# Different device name for usb disks

## fikiz

Hi all.

I just fu***d up my system writing an image file onto /dev/sda, just because one moment ago /dev/sda was the same usb drive on my Raspberry PI. #@!?£$@%(!$!"$@!!!!!!! I lost MBR, boot partition and one LVM logical volume; I'm still evaluating the damage size but this isn't (still) my question.

Is it possible to write an udev rule to name differently all usb storage devices? HDD, pendrives, enumerating their partitions too (possibly not usb dvd drives, /dev/sr0 is ok)? Could you help me to do that?

Thanks!

----------

## frostschutz

Those udev rules exist by default, have a look around in /dev/disk/.../...

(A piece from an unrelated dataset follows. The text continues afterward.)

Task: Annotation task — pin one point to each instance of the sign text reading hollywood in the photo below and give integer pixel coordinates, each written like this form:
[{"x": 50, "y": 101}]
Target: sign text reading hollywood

For more descriptive names use labels, and partlabels (but have a care to give only unique label names)

----------

## fikiz

I know, but I'm looking for something like:

/dev/usba = first usb drive

/dev/usbb = second usb drive

just like /dev/sda and /dev/sdb are first and second storage device.

----------

## Naib

Its not as simple as that... 

USB is a hotswappable and thus the default /dev label is provided based upon detection. aspects of the USB hub startup can easily re-order w.r.t. USB what physical device is assigned a node.

This is why udev rules exist to latch onto UUID to assign specific node labels to specific devices, independent of the detection order

----------

## fikiz

I understand.

I'll try to make a habit going deep into /dev/disk/... when I'm doing these kind of things.

Anyway, if anybody had an idea, I'm listening  :Smile: 

Bye

----------

## Roman_Gruber

 *Quote:*   

> A universally unique identifier (UUID) is an identifier standard used in software construction. A UUID is simply a 128-bit value. The meaning of each bit is defined by any of several variants.

 

I think thats the reason why UUIDs exists

Well this issue exists since windi95 days. 

When i do critical things i run parted to verify on which disc i do changes.

There is no guarantee on how devices are numbered

----------